Important Features When Selecting a Collection Agency

Even the most efficiently run business occasionally encounters some delinquent accounts — those bills that aren't paid on time. As a result, you may face the unpleasant task of trying to collect on past-due accounts.

Collection Notice

Your company probably has its own internal debt collection process, but when additional help is needed, you may need to turn to a professional credit collection agency. Because some states don't have many regulations governing collection agencies, the activities of these firms can go unmonitored. Therefore, you want to select a collection agency carefully.

When shopping around, look for these five features:

1. Good references. Ask for and check credit references.

2. Payment policy. The collection agency should deliver money to your company no later than 30 to 45 days after receiving it from the debtor.

3. Forms and reports. An agency should provide you with account placement forms and reports, which reflect the accounts you placed with the agency. These documents should be provided immediately and help you keep track of all accounts placed with the agency.
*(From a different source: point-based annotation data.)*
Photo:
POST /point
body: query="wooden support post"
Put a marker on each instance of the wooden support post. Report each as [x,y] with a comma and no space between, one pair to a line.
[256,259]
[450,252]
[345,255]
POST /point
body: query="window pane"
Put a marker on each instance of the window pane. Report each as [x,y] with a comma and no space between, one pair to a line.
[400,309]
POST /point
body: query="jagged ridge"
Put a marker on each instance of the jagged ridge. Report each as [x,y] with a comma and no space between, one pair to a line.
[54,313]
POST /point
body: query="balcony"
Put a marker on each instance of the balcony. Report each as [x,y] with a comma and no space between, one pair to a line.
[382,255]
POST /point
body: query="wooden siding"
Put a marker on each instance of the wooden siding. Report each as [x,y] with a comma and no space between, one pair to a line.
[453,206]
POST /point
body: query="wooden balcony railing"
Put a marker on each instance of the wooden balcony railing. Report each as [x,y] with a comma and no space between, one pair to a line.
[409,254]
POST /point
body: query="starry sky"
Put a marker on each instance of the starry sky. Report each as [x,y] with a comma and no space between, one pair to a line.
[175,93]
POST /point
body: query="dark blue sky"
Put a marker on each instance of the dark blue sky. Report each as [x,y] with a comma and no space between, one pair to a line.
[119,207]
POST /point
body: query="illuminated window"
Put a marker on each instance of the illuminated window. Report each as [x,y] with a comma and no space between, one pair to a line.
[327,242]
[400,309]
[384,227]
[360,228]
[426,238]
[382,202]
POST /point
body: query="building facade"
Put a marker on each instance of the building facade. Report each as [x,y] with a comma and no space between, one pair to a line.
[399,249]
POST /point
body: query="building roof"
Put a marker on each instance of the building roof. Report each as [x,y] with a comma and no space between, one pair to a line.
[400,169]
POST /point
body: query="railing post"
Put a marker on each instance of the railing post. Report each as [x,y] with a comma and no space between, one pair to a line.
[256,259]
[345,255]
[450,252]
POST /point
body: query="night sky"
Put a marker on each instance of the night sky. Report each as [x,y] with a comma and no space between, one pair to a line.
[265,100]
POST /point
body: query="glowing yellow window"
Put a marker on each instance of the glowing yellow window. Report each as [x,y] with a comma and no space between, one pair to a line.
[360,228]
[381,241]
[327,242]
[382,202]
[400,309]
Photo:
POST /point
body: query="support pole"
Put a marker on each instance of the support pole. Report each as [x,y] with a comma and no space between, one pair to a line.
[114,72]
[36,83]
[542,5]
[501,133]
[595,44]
Typically, the forms should list, in addition to the creditor's information, full details, such as name, address, telephone numbers, e-mail, contact person, the amount due and any known reason why debtor is not paying. These documents ensure that an agency properly logs your accounts. Request samples before deciding on an agency.

4. Account status reports. An agency should provide you with account status reports that explain what stage of collection your accounts are in. Examples include partial payment arrangement, settled in full, paid in full, bankruptcy, or litigation recommended. The reports should be sent to you at least quarterly.

The agency should notify you whenever a debtor offers a possible settlement. It's also essential that the agency's authority to settle is clearly understood by both agency and creditor. Request that a sample status report be provided before you place any claims for collection.

5. Communication with the agency. Make sure that you can reach a human being when you want to call to discuss your accounts — not a recording or answering machine.

All Agencies Aren't Created Equal

In addition to the basic steps you take when engaging a professional firm, here are three legal aspects to check out:

  • Attorney affiliations. A credit collection agency should be affiliated with lawyers who have expertise in creditor rights and commercial litigation. Any legitimate collection agency should be associated with the Commercial Law League of America (CLLA) and the National Association of Retail Collection Attorneys (NARCA).
  • Attorney involvement. What criteria are necessary before referring a case to counsel? Insist that an agency seek your permission before making a referral. Also, ensure that you are consulted and given final approval when a settlement is made by the debtor. If the case is litigated, be aware that you are usually responsible for court costs and your collection agency's commission fee will likely be increased.
  • Professional communication. Since a collection agency is your duly authorized agent, the actions of its representatives reflect on your business. In addition, there are laws that protect consumers against harassing phone calls from debt collectors. Ensure that all contacts the agency makes with delinquent customers are handled professionally. Insist on proper treatment and get confirmation that the agency handles cases in a dignified, legal manner.